The quality spread is narrow. Within any version, the SD of centered quality is about 0.10 rating points. This limits both statistical power and practical significance. Real data with more heterogeneous quality improvements across categories would provide a wider band to estimate over.

Observational design. Usage patterns are correlated with user characteristics in ways that aren’t fully captured by the controls. Coding-heavy users differ from writing-heavy users in ways beyond their quality exposure. A staggered deployment (even a 90/10 holdout) would dramatically strengthen causal identification and is the recommended design for production.

Measurement error attenuates. The 10% attenuation from noisy category counts is predictable but not negligible. On real data, where category classification may be even noisier, this bias could be larger. Errors-in-variables corrections or instrumental variables could address this.

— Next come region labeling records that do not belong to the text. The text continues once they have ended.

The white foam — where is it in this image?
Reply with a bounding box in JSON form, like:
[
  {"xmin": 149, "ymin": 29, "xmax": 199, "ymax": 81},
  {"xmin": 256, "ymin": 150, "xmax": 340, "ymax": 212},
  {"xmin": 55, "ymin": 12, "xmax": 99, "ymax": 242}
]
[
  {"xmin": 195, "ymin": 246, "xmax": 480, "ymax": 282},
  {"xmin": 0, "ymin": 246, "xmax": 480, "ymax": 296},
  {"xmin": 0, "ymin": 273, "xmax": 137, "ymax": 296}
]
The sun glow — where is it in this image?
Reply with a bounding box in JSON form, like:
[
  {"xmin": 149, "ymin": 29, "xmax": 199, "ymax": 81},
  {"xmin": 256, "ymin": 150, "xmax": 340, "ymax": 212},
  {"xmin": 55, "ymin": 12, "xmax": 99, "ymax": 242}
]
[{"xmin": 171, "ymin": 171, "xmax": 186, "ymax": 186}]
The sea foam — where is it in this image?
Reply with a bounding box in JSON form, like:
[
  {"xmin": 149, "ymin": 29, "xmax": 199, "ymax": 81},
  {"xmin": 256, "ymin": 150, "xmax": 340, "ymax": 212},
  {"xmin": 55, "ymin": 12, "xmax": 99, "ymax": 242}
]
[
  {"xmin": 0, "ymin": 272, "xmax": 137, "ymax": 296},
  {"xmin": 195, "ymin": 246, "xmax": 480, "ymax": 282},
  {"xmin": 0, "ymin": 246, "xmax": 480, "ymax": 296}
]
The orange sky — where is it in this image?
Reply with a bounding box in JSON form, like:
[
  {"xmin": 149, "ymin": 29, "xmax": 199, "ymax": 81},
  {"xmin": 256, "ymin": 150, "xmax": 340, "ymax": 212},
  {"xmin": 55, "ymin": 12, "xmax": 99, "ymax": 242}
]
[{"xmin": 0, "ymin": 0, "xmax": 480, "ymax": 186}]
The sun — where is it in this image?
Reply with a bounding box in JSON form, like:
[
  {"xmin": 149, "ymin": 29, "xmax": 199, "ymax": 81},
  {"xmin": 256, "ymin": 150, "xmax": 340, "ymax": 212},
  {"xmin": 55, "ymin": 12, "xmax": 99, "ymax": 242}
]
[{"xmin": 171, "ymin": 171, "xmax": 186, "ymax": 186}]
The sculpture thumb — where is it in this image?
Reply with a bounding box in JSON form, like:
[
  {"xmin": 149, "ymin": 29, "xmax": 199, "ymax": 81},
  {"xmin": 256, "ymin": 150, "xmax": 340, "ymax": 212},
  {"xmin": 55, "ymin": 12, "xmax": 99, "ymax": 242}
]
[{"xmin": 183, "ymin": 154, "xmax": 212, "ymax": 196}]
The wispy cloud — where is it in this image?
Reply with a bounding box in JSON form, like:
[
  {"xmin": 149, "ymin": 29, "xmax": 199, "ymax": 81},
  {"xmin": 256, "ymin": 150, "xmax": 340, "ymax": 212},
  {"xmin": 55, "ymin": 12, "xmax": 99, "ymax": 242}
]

If You Want to Do This at Your Company

Log prompt-level category labels. This entire approach depends on knowing what categories each user’s prompts fall into. If you only have aggregate session counts, you can’t build the quality exposure measure.
Invest in category-level evaluation. A single quality score per model version provides no within-version variation. You need scores that differ across categories.
Design staggered rollouts. Even a small holdout group goes a long way toward causal identification.
Track observed active days. Count distinct days with at least one session per week. Don’t derive it from session duration or other proxies.
Run the falsification test. Use a strict derangement (no category maps to itself). If the test shows no signal when there’s no injected effect, your methodology is clean. If it shows signal, compare the magnitude and direction to the real model.
Use cluster-robust inference. Standard errors from off-the-shelf GAM fitting understate uncertainty when observations are clustered within users. Block bootstrap at the user level is straightforward and corrects this.

Technical Appendix

Analysis code: model_quality_analysis.R (R 4.5.2, mgcv, dplyr, ggplot2, patchwork)
Data augmentation: augment_data.py (Python 3.9, pandas, numpy; includes causal mechanism injection with TRUE_BETA = 1.0)
Model fitting: mgcv::bam() with fREML, discrete = TRUE, stratified 2,000-user subsample (~30K observations)
Cluster bootstrap: B=100, user-level block resampling, linear parametric model (no random effects in bootstrap for speed)
Full model summaries: model_summaries.txt

File	Records	Description
offline_model_evaluation.csv	50,000	Human ratings per category x model version
user_demographics_subscription.csv	100,000	User characteristics and subscription data
user_engagement_timeseries.csv	1,500,980	Weekly session logs with category-level prompt counts and observed active days

All data is synthetic. See data-generator.py and augment_data.py for the generation code.

AI Usage

Ideas, analysis, and opinions are my own. Generative AI was used as an editor after the writing and analysis were complete — sentence restructuring and light copy-editing. The author reviewed all suggested changes.